Pompeyo sonrió, sumamente complacido, y se acomodó entre los cojines de la litera. Dejó caer la cortina, pero la descorrió enseguida.
—¿Estás seguro de que esto funcionará?
—Tus adversarios están desconcertados. Es el comienzo. La cortina cayó y, de inmediato, se abrió una vez más.

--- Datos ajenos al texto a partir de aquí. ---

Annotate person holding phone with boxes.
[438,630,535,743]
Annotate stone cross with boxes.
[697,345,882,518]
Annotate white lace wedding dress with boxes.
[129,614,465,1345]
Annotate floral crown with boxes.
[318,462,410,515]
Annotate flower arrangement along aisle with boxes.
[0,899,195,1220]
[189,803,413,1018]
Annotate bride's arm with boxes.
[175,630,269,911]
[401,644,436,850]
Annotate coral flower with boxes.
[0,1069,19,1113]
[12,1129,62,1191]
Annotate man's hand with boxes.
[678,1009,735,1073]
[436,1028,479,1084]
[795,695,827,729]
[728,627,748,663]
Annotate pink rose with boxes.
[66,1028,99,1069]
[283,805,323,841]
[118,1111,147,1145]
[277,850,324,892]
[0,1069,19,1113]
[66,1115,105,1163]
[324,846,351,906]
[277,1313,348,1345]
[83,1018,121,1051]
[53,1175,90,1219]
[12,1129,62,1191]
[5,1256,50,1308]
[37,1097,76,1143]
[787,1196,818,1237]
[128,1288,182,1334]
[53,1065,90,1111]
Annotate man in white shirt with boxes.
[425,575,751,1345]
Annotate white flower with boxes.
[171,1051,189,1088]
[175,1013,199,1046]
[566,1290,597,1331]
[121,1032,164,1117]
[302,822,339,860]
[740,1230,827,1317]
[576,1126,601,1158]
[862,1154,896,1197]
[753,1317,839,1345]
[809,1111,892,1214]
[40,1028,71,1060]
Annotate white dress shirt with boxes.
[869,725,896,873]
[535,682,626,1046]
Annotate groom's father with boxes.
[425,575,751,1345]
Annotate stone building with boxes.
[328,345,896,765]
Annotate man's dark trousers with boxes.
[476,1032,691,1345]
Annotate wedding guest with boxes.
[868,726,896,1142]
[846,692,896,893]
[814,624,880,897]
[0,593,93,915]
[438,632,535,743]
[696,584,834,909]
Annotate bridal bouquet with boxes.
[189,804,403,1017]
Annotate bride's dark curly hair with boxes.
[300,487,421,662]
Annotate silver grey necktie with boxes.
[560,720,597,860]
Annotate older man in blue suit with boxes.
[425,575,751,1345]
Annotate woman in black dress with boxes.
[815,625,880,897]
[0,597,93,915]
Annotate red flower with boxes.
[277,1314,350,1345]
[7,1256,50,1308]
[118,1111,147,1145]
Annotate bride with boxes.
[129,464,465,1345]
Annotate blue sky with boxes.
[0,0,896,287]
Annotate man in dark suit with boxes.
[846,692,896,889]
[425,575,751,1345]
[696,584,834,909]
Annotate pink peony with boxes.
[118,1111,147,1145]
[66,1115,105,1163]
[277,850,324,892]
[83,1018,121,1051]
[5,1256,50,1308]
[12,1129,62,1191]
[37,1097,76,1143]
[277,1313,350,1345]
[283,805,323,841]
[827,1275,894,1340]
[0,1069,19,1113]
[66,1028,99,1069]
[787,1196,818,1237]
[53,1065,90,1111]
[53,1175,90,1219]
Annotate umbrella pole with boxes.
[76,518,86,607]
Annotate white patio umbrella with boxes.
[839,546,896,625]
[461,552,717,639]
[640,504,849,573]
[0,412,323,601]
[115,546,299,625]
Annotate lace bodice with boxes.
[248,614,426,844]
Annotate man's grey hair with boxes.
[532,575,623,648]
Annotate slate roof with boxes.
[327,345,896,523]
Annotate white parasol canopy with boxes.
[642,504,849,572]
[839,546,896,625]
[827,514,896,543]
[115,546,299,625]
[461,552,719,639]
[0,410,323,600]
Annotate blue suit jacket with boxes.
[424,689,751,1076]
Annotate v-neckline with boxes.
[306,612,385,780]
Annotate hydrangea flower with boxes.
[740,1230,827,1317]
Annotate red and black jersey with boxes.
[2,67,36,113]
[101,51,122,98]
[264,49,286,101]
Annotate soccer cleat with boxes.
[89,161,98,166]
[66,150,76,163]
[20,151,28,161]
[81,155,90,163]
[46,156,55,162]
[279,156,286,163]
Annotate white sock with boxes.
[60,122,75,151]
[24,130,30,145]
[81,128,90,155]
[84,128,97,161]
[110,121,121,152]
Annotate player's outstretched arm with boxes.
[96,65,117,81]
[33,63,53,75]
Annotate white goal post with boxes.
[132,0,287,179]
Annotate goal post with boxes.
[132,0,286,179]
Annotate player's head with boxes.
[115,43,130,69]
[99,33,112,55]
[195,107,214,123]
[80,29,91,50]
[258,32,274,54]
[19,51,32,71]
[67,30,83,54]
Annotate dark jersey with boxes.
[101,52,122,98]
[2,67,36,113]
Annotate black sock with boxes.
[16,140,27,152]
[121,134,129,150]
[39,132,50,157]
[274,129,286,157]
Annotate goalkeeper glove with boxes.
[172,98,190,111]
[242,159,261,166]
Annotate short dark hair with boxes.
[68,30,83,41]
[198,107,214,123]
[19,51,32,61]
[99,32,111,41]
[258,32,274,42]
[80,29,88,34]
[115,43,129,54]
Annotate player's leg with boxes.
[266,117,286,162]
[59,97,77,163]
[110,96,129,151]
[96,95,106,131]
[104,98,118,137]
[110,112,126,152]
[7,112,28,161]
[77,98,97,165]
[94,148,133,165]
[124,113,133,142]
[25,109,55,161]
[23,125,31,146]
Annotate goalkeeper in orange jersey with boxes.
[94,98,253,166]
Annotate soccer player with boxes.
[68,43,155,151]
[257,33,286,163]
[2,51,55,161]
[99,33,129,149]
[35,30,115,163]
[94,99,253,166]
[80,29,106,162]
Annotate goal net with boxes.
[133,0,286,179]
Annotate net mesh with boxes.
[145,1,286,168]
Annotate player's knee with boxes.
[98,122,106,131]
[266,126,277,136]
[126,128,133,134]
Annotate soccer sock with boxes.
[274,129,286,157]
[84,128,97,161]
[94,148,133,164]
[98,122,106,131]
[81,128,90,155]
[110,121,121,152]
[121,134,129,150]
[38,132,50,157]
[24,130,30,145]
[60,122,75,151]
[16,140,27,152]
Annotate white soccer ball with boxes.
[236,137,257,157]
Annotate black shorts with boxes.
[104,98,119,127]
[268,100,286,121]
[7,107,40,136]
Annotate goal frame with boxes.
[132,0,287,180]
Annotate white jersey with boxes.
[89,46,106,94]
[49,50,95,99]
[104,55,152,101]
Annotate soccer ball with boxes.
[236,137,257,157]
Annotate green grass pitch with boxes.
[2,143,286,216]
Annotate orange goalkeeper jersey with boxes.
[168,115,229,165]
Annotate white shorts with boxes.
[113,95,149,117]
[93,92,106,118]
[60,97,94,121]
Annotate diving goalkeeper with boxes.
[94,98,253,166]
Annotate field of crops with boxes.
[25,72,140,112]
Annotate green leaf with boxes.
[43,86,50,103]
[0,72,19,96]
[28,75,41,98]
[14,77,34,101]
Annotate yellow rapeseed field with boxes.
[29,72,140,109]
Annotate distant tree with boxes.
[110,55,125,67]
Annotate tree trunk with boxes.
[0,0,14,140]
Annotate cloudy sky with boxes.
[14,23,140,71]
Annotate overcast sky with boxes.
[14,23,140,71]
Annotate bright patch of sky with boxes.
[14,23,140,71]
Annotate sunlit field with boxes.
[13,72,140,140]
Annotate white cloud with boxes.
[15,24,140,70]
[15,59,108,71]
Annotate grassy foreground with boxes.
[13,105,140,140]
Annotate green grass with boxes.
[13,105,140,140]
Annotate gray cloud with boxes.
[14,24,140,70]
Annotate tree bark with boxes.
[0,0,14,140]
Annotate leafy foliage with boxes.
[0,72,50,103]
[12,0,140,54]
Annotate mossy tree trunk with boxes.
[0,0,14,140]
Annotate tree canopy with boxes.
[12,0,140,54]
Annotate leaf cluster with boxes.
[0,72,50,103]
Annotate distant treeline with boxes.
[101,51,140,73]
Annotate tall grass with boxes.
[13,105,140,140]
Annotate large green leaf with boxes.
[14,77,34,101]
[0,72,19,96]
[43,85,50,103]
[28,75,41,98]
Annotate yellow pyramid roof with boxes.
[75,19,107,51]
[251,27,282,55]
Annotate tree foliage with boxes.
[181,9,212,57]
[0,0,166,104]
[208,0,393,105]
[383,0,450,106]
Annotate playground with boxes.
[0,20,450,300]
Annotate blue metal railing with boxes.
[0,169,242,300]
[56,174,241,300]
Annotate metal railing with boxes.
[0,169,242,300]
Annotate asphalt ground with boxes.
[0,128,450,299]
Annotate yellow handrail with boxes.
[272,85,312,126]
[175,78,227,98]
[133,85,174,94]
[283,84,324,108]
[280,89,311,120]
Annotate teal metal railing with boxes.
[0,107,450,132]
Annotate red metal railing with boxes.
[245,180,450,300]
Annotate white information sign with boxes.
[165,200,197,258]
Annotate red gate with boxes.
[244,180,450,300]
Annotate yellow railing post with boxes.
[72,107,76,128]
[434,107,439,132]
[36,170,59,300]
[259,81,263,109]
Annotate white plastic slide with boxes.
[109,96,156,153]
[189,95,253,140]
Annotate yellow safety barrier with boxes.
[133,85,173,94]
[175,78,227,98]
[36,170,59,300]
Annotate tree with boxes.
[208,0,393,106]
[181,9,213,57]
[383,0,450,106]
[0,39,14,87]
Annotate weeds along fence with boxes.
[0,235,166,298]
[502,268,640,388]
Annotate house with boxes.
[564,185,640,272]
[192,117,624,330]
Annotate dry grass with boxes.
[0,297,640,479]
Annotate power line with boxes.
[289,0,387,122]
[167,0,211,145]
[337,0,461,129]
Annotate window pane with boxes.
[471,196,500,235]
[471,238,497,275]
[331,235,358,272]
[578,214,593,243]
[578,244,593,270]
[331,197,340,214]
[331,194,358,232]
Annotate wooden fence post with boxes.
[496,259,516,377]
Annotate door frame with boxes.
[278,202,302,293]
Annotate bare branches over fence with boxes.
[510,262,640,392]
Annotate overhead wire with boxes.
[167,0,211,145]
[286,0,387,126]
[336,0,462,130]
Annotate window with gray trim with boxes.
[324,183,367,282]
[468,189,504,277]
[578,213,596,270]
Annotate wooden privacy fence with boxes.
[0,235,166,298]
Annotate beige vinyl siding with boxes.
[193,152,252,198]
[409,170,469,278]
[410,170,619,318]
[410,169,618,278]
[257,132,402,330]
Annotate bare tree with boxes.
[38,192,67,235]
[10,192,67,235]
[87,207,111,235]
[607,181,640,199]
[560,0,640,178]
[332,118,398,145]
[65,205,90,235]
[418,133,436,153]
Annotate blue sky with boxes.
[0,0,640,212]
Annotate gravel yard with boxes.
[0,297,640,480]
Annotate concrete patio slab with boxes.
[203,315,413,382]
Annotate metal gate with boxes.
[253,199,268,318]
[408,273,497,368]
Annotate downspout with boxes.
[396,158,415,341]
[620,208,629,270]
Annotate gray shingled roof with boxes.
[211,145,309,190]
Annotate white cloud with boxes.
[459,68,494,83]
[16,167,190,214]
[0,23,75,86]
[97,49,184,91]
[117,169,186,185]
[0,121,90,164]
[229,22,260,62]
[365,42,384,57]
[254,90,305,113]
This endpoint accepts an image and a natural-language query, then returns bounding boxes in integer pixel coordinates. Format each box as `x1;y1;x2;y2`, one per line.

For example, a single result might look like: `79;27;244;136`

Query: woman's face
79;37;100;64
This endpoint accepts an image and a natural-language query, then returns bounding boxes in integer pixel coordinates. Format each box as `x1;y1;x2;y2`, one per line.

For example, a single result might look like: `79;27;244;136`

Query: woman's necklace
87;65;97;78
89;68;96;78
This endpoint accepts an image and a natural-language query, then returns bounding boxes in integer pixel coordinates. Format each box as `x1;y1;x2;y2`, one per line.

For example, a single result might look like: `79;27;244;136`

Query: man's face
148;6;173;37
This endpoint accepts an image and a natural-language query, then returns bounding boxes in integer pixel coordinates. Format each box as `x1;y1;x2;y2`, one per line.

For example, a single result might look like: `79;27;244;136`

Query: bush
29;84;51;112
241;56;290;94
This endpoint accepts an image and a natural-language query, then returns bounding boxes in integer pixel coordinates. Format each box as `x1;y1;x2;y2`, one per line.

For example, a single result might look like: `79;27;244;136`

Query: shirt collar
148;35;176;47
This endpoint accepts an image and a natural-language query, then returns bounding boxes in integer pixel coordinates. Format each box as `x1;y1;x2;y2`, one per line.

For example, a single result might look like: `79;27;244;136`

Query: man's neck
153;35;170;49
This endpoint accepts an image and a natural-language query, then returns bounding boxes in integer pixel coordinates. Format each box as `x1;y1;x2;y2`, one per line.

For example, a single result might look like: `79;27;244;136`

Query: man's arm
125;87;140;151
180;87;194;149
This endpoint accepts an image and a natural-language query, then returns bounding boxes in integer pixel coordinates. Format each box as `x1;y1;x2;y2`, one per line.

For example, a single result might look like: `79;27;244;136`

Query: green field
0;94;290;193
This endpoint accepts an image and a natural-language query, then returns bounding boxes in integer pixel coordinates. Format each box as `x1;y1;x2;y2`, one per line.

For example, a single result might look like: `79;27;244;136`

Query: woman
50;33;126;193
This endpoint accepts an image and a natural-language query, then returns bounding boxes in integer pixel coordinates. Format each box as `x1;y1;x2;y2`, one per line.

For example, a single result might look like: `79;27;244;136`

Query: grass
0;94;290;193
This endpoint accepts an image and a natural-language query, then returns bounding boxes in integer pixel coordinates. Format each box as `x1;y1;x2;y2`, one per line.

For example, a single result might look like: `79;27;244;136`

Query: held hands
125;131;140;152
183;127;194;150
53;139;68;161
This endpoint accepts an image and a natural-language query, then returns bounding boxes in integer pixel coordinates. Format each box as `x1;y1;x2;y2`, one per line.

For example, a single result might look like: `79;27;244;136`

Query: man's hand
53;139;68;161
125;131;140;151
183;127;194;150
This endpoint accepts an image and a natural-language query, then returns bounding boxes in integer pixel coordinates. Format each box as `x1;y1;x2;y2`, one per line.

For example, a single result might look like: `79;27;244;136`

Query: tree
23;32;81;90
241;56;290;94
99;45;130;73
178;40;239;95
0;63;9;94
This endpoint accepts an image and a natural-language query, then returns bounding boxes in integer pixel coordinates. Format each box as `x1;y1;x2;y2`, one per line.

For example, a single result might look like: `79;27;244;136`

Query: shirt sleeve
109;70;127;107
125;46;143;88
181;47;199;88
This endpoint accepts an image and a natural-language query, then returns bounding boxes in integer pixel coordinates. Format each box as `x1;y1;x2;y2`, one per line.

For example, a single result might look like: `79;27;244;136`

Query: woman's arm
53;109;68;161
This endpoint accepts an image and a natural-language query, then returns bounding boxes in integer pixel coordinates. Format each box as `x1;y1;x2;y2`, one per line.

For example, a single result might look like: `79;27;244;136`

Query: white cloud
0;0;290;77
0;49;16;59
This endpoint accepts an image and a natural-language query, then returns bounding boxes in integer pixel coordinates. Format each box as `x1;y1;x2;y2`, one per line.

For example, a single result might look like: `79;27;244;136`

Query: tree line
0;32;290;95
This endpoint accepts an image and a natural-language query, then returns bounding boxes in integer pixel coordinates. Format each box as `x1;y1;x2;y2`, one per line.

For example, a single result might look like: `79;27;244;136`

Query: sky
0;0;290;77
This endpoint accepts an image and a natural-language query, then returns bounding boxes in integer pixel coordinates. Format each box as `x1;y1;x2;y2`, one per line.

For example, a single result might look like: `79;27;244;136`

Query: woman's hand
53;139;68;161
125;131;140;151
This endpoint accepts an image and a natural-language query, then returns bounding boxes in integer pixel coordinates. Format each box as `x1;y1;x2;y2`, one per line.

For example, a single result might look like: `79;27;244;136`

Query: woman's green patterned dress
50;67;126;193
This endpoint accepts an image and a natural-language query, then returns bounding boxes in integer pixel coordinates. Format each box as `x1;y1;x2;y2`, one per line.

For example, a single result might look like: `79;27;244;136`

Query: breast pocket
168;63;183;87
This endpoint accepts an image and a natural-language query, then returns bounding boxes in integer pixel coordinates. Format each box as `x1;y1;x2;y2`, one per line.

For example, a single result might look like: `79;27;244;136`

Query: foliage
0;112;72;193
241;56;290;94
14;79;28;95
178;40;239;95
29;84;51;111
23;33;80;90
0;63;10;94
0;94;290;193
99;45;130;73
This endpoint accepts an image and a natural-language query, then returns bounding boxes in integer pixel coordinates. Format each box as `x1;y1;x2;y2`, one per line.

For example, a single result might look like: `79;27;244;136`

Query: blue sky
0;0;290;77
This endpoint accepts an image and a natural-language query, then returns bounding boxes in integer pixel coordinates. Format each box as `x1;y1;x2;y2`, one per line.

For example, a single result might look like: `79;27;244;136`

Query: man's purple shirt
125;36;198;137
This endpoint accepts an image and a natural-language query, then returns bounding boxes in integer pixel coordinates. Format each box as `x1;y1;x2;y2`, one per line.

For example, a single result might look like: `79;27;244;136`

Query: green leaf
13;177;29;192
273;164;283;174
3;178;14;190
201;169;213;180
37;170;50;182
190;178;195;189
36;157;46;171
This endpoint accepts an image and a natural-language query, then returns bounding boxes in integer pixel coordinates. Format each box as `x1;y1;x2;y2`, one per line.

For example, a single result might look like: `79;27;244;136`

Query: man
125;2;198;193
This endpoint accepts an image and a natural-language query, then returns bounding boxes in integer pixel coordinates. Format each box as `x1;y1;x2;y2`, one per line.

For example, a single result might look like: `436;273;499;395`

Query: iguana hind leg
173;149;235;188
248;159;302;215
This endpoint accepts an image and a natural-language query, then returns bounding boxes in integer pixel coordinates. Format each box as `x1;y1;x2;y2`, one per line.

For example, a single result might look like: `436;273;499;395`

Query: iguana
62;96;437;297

—¿Cuánto tiempo ha de pasar hasta que se vote la propuesta?
—Quince días.
—Manténme informado. Diariamente.
Cicerón se apartó cuando los porteadores levantaron la litera sobre sus hombros. Sin duda eran esclavos fuertes y jóvenes, porque Pompeyo pesaba lo suyo y, a pesar de eso, partieron a paso ligero, pasaron ante el Senado y abandonaron el foro llevando el celestial cuerpo de Pompeyo el Grande seguido por su habitual séquito de admiradores.
«¿Te gustó mi frase de que mi corazón permanecería en los hogares y templos de Roma para siempre?», repitió para sus adentros Cicerón mientras lo veía alejarse. «Pues claro que me gustó, grandísimo idiota —se dijo—. ¡La escribí yo!»
Supongo que debió de ser duro para él dedicar tantas energías a un jefe al que no admiraba y a una causa que le parecía fundamentalmente engañosa. Sin embargo, el camino hacia la cima de la política a menudo obliga a los hombres a aceptar molestos compañeros de ruta y los sitúa ante extraños paisajes. En cualquier caso, Cicerón sabía que no había vuelta atrás.